Note the three parts of a candle: the wax, the wick, and the flame. The wax is Christ’s flesh, the wick his Passion, and the flame of fire the power of his divinity. "Deck your chamber, Sion, and welcome Christ the king,"4 so that as you represent him today by the candle, you may carry him in your heart. The wax stands for purity of mind, the wick for affliction of body, and the flame for the ardour of charity. He who carries it thus, represents well. Glory and honour, then, be to the virgin bee, who today offered the honeycomb to God.

There follows, regarding her: but her fruit hath the chiefest sweetness. The fruit of the bee is the Son of the Virgin. Blessed is the fruit of thy womb (Lc 1,42), it says; and Canticles 2: His fruit was sweet to my palate (Ct 2,3). This fruit is sweet in its beginning, middle and end. It was sweet in the womb, sweet in the crib, sweet in the temple, sweet in Egypt, sweet in his Baptism, sweet in the desert, sweet in word, sweet in miracles, sweet on the ass, sweet in the scourging, sweet on the Cross, sweet in the tomb, sweet in hell and sweet in heaven.

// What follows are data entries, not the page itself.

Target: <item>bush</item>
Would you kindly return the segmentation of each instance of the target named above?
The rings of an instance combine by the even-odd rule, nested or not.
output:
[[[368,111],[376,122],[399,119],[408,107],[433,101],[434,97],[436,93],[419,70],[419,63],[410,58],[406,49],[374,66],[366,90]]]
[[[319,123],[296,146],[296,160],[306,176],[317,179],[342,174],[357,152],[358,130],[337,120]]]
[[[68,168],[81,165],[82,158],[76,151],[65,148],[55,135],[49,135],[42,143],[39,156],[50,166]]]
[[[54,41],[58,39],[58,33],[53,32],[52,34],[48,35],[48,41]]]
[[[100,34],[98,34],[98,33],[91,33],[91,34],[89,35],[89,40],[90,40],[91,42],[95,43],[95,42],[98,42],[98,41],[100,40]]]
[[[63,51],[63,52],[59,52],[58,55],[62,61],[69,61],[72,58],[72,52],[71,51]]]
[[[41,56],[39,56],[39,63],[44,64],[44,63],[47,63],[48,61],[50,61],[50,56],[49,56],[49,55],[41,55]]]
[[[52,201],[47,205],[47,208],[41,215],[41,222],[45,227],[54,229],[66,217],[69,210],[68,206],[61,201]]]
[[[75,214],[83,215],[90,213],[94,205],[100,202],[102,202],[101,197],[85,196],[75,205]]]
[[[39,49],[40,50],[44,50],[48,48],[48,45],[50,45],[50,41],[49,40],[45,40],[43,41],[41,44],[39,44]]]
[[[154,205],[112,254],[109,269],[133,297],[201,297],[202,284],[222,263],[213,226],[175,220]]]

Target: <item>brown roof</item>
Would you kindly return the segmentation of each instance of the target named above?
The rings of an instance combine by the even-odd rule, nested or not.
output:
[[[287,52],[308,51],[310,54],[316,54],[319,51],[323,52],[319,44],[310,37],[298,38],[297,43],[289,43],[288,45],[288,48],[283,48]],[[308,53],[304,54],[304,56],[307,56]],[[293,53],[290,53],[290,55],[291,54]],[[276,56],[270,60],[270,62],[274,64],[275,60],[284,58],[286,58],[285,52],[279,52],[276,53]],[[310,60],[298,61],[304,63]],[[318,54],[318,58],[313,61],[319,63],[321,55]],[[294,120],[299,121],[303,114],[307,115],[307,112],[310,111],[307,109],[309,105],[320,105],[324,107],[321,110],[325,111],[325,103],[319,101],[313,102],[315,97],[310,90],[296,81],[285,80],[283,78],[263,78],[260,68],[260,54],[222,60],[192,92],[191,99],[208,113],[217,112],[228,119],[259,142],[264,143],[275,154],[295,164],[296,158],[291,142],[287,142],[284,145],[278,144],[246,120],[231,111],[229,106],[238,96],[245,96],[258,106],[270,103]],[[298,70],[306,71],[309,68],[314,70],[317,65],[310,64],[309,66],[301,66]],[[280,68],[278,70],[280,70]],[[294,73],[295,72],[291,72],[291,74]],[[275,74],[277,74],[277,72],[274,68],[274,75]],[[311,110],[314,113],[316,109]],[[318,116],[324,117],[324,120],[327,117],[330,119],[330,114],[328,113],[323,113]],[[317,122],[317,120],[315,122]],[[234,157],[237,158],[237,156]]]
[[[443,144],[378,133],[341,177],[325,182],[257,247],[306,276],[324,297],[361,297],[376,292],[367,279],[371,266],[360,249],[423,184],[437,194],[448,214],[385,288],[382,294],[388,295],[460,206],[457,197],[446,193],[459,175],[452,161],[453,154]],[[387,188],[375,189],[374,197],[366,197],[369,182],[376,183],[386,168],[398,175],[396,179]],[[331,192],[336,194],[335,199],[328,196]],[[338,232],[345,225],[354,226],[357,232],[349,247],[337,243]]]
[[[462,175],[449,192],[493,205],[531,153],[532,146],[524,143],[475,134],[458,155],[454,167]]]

O sweet Jesus, what is more sweet than you are?

"Jesu- the very thought is sweet... sweeter than honey far."5

Name of sweetness, name of salvation. What else is ‘Jesus’ but ‘Saviour’? Therefore, kind Jesus, for your own name’s sake be ‘Jesus’ to us; so that you who have given the beginning of sweetness, faith, may give hope and charity. So, living and dying in them, we may be found fit to come to you; grant this by the prayers of your Mother, you who are blessed for ever. Amen.